Cambiamento Climatico, l’appello dell’ONU: cambiare rotta entro il 2050
Il problema del cambiamento climatico secondo l’ONU è più concreto e urgente che mai. Il tempo per adottare delle contromisure adeguate tende a scarseggiare e, se le attività umane votate al consumo sfrenato di risorse non cambieranno immediatamente rotta, le conseguenze saranno a dir poco catastrofiche.
Da diversi anni il riscaldamento globale condiziona negativamente il benessere della Terra, ma in precedenza si pensava che i maggiori danni a natura, uomo ed economia si sarebbero verificati alla fine del secolo. Oggi invece si stima che il tutto dovrebbe degenerare entro il 2050, portando figli e nipoti delle attuali generazioni a dover fronteggiare una serie di eventi devastanti.
Un documento sugli impatti irreversibili
Gli scienziati dell’ONU sono al lavoro sulla realizzazione di un documento, che raccoglie una lista di impatti irreversibili causati dal cambiamento climatico (e in particolare proprio dal surriscaldamento del pianeta).
Il paper di 4.000 pagine racchiude previsioni dettagliate su quanto accadrà in futuro, se non si raggiungerà l’obiettivo di mantenere la soglia del riscaldamento globale al di sotto di +1,5 °C (rispetto al periodo preindustriale).
Superare tale valore (fissato nel 2015 con gli accordi di Parigi) avrebbe conseguenze veramente disastrose:
- arrivando a +2 °C, ad esempio, sarebbero 420 milioni le persone che si troverebbero a dover fare i conti con ondate di caldo estremo (e potenzialmente letale);
- aumenterebbero i periodi di siccità anche nelle zone urbane e si esporrebbero oltre 350 milioni di persone alla scarsità d’acqua;
- a causa della perdita di interi raccolti potrebbero verificarsi delle carestie, che porterebbero più di 80 milioni di persone a essere vittime della fame.
Oltre a tutto questo, con il passare del tempo potrebbero poi verificarsi fenomeni quali: dei forti impatti sulla biodiversità di flora e fauna, eventi climatici fuori del comune in grado di mietere un gran numero di vittime e delle crisi economiche globali che non potranno in alcun modo essere arginate.
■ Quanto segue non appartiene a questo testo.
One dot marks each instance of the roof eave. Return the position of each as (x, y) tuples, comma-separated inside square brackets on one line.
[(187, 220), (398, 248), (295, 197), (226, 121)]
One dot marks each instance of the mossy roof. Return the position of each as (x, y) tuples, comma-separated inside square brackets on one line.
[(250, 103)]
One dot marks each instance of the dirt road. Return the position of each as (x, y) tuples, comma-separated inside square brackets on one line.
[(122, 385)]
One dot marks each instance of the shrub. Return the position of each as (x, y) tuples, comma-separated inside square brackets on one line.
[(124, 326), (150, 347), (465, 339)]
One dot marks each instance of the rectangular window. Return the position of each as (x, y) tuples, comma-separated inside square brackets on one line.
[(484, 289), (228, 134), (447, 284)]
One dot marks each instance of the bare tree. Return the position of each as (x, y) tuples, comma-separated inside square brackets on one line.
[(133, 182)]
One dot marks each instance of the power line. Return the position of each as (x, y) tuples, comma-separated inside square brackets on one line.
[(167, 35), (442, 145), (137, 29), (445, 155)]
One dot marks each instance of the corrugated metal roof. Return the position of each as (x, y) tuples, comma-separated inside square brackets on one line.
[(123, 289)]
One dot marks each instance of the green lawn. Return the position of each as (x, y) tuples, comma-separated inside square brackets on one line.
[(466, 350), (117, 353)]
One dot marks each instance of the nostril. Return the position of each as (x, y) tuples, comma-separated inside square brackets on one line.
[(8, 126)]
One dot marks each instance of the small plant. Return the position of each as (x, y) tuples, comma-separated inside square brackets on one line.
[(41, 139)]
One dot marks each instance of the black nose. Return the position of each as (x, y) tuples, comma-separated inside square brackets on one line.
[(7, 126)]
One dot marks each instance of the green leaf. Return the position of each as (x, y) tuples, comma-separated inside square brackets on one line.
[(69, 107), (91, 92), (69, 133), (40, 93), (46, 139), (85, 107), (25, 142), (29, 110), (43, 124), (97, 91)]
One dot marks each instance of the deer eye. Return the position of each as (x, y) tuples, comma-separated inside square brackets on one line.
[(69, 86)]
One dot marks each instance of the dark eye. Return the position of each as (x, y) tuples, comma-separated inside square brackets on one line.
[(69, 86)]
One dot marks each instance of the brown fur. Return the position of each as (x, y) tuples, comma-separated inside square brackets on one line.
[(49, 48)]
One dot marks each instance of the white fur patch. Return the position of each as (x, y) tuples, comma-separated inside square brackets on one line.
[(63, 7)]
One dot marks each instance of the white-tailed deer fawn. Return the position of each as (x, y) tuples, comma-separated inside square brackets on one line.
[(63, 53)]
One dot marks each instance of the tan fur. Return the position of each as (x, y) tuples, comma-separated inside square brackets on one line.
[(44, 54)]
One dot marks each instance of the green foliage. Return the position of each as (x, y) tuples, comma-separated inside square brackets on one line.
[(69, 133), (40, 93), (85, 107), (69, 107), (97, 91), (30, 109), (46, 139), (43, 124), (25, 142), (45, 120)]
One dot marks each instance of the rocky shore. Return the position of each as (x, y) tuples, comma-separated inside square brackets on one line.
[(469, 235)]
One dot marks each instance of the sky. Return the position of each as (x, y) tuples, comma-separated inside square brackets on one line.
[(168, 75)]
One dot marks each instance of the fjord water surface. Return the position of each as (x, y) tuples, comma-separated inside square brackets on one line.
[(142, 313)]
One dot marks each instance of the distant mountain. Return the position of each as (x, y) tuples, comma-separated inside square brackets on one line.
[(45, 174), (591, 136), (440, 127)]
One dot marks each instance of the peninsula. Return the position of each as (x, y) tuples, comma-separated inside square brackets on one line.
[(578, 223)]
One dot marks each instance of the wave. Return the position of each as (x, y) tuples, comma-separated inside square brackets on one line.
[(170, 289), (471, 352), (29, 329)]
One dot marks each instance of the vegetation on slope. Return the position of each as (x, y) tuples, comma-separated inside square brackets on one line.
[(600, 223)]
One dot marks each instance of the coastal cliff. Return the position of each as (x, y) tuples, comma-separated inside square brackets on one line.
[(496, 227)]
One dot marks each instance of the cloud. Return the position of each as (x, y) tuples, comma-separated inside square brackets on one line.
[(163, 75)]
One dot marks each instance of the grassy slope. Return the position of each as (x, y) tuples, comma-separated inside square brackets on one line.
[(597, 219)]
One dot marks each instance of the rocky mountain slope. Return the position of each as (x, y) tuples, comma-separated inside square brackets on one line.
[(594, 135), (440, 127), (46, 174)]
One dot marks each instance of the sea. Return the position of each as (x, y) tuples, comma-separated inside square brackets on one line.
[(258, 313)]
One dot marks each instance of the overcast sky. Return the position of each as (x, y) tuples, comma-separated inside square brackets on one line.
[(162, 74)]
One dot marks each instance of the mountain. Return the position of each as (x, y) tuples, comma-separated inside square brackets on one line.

Le ripercussioni del mancato raggiungimento di tale obiettivo trovano oggi esempi concreti anche in Italia, dove il settore agricolo è fra i più vessati dai problemi climatici, con oltre 14 miliardi di euro andati in fumo negli ultimi 10 anni, a causa di siccità e alluvioni. Se non si interviene subito con fermezza, gli effetti incontrollati del clima impazzito continueranno ad aggravarsi.
Il documento suggerisce che più verrà superata la soglia critica del global warming, più velocemente si verificheranno le eventualità appena descritte. Secondo alcuni ricercatori, è già troppo tardi per adottare contromisure atte a evitarle, ma altri lasciano sperare che si possano quantomeno contenere.
L’appello degli scienziati Onu sul cambiamento climatico
Il rapporto degli scienziati ONU è stato sottoposto ai 195 Paesi delle Nazioni Unite, per essere revisionato e approvato dai governi. Esso verrà pubblicato entro febbraio 2022 e avrà la funzione di aiutare gli Stati membri a organizzare contromisure volte a tenere sotto controllo l’indice delle temperature.
Nel paper si possono trovare ben quattro conclusioni, ma la più significativa è quella che sottolinea come già all’attuale livello di +1,1 °C le conseguenze delle attività umane siano tangibili. Arrivare anche solo a +1,5 °C comporterebbe l’estinzione certa per migliaia di specie animali, come sta accadendo nel caso delle barriere coralline.
L’appello dei ricercatori ONU per affrontare il cambiamento climatico in atto è quello di lavorare tutti insieme. Se si vuole avere la speranza di arginare gli effetti catastrofici previsti, stati, regioni, città e singoli individui devono fare tutti la propria parte. La mentalità comune va quindi reindirizzata, cambiando drasticamente il modo di vivere e consumare dell’intera razza umana.